In 1661, Mazarin died and Colbert “made sure of the King’s favour” by revealing the location of some of Mazarin’s hidden wealth. In January 1664 Colbert became the Superintendent of buildings; in 1665 he became Controller-General of Finances; in 1669, he became Secretary of State of the Navy; he also gained appointments as minister of commerce, of the colonies and of the palace. In short, Colbert acquired power in every department except that of war.
With the abolition of the office of superintendent and of many other offices dependent upon it, the supreme control of the finances became vested in a royal council. The sovereign functioned as its president; but Colbert, though for four years he possessed the title only of intendant, operated as its ruling spirit, having had great personal authority conferred upon him by the king. One must not judge the career on which Colbert now entered without remembering the corruption of the previous financial administration. His ruthlessness in this case, dangerous precedent though it gave, seemed perhaps necessary; the council could not respect individual interests.

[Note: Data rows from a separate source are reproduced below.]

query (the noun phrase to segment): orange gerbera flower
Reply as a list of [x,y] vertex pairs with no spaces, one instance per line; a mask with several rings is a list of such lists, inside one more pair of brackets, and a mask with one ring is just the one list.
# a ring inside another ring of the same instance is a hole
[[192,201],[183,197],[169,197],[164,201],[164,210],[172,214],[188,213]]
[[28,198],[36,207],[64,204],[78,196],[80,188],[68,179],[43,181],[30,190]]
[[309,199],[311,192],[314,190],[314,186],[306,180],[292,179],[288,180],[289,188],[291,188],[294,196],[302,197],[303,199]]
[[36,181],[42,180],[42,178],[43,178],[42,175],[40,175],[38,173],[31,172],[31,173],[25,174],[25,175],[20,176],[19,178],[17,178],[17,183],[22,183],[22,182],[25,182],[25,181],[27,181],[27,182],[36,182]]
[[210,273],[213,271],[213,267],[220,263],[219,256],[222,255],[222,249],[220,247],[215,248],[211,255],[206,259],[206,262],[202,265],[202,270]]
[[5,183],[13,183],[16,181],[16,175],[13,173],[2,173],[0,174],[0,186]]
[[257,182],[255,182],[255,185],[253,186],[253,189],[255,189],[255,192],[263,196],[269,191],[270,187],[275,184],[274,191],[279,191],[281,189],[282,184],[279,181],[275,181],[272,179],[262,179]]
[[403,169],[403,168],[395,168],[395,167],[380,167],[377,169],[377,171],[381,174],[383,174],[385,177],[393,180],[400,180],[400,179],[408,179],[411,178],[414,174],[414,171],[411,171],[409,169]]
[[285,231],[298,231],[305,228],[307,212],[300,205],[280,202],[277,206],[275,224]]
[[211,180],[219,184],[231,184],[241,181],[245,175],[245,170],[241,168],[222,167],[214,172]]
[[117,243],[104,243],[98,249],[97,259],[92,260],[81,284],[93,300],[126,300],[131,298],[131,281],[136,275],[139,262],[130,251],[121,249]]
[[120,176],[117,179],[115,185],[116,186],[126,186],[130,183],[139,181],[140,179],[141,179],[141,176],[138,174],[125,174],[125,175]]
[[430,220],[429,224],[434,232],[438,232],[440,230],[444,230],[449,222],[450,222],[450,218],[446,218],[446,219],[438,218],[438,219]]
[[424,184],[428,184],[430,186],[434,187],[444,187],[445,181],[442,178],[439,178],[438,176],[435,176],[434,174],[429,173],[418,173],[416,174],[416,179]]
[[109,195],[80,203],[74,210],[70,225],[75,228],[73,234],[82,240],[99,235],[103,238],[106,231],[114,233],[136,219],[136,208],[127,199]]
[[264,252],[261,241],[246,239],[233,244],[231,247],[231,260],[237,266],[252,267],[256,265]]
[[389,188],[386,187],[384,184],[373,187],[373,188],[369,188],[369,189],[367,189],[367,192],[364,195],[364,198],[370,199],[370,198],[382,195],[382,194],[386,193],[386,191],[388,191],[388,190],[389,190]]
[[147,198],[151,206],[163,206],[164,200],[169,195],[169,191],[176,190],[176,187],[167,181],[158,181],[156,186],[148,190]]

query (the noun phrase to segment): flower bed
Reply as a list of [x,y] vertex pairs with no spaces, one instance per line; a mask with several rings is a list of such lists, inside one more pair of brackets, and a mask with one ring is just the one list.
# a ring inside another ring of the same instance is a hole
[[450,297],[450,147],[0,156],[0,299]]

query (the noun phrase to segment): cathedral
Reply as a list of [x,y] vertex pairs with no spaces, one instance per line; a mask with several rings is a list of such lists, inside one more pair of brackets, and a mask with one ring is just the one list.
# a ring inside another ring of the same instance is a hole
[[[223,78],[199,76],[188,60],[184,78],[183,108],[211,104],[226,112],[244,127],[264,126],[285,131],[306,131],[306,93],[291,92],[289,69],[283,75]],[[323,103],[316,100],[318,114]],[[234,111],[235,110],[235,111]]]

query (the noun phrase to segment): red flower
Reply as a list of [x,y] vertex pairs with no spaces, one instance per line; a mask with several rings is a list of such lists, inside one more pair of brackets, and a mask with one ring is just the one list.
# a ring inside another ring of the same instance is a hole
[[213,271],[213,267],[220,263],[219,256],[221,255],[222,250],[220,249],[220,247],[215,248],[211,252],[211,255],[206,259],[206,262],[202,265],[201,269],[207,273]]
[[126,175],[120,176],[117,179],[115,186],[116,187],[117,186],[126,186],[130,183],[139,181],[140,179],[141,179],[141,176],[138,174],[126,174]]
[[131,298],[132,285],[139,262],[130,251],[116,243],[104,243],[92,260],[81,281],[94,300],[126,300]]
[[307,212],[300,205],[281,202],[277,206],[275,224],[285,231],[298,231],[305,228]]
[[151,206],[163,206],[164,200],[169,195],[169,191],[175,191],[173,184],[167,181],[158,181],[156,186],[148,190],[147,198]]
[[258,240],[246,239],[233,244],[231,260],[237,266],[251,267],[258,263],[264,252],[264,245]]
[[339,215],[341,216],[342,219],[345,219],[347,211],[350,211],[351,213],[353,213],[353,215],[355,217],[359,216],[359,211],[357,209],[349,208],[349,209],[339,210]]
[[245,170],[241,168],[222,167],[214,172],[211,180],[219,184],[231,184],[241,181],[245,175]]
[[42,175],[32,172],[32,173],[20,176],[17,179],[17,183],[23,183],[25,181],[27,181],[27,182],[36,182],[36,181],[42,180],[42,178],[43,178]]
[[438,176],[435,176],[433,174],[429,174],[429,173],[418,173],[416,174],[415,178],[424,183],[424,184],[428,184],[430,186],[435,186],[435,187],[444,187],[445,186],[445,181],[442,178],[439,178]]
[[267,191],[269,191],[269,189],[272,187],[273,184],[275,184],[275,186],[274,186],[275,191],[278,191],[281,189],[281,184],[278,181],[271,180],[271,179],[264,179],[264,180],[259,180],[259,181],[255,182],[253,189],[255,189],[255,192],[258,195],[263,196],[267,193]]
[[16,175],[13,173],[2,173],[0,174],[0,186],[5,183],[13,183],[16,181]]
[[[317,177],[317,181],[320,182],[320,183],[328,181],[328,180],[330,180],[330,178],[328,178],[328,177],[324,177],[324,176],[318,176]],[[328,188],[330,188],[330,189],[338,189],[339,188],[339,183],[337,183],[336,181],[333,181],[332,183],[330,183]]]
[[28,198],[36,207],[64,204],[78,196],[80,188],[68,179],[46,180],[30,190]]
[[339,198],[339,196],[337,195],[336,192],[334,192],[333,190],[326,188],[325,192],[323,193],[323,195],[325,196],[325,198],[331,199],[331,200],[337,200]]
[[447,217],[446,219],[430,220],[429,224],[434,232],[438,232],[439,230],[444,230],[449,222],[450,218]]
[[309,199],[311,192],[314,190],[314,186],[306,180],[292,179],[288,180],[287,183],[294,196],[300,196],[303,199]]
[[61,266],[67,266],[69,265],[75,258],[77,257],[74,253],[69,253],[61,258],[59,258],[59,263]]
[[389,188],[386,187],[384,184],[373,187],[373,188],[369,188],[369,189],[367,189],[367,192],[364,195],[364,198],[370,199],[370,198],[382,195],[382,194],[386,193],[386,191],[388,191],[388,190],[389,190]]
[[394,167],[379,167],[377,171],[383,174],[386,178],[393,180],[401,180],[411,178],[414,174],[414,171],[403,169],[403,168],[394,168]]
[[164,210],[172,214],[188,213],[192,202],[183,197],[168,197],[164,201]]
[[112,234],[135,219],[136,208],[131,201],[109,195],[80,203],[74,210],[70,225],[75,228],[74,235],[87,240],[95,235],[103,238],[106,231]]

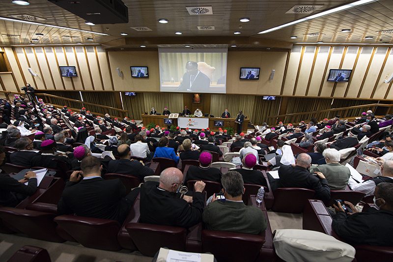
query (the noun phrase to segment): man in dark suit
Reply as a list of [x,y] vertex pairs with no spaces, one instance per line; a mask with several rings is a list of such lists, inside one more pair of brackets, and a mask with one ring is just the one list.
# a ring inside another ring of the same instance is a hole
[[220,155],[220,156],[222,156],[223,152],[220,150],[220,147],[214,145],[214,142],[216,139],[214,136],[210,136],[207,138],[207,142],[209,144],[207,145],[202,145],[200,146],[200,151],[211,151],[212,152],[215,152]]
[[117,147],[117,154],[120,159],[111,160],[108,164],[109,173],[131,175],[138,177],[140,181],[145,176],[154,175],[154,171],[144,164],[130,160],[131,152],[128,145],[120,145]]
[[235,123],[237,124],[237,133],[240,134],[242,132],[242,126],[243,122],[244,121],[244,115],[243,114],[243,112],[240,110],[239,111],[239,114],[236,116],[236,119],[235,120]]
[[141,223],[189,228],[200,222],[205,205],[205,183],[194,184],[193,197],[178,191],[183,174],[176,168],[161,172],[160,183],[147,181],[140,188]]
[[328,180],[320,172],[313,175],[308,171],[311,157],[305,153],[298,156],[296,166],[281,166],[279,169],[278,187],[300,187],[315,190],[314,197],[323,201],[330,199],[330,188]]
[[176,89],[177,91],[207,92],[209,90],[210,79],[198,70],[197,63],[189,61],[186,64],[186,70],[183,76],[183,82]]
[[101,177],[100,160],[86,156],[81,163],[82,172],[74,171],[57,204],[59,215],[75,214],[117,221],[120,225],[134,204],[134,191],[126,195],[120,179]]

When he had severely punished guilty officials, he turned his attention to the fraudulent creditors of the government. Colbert had a simple method of operation. He repudiated some of the public loans and cut off from others a percentage, which varied, at first according to his own decision, and afterwards according to that of the council that he established to examine all claims against the state. Having thus introduced a measure of order and economy into the workings of the government, Colbert now called for the enrichment of the country by commerce. The state, through Colbert’s dirigiste policies, fostered manufacturing enterprises in a wide variety of fields. The authorities established new industries, protected inventors, invited in workmen from foreign countries, and prohibited French workmen from emigrating.
To maintain the character of French goods in foreign markets, as well as to afford a guarantee to the home consumer, Colbert had the quality and measure of each article fixed by law, punishing breaches of the regulations by public exposure of the delinquent and by destruction of the goods concerned, and, on the third offense, by the pillory. Colbert prohibited the production of qualities which would have suited many purposes of consumption, and the odious supervision which became necessary involved great waste of time and a stereotyped regularity which resisted all improvements. Other parts of Colbert’s schemes have met with less equivocal condemnation. By his firm maintenance of the corporation system, each industry remained in the hands of certain privileged bourgeois; while the lower classes found opportunities of advancement closed. He did, however, wisely consult the interests of internal commerce. Colbert’s policies can be described in three words: Mercantilism, Colbertism and Protectionism.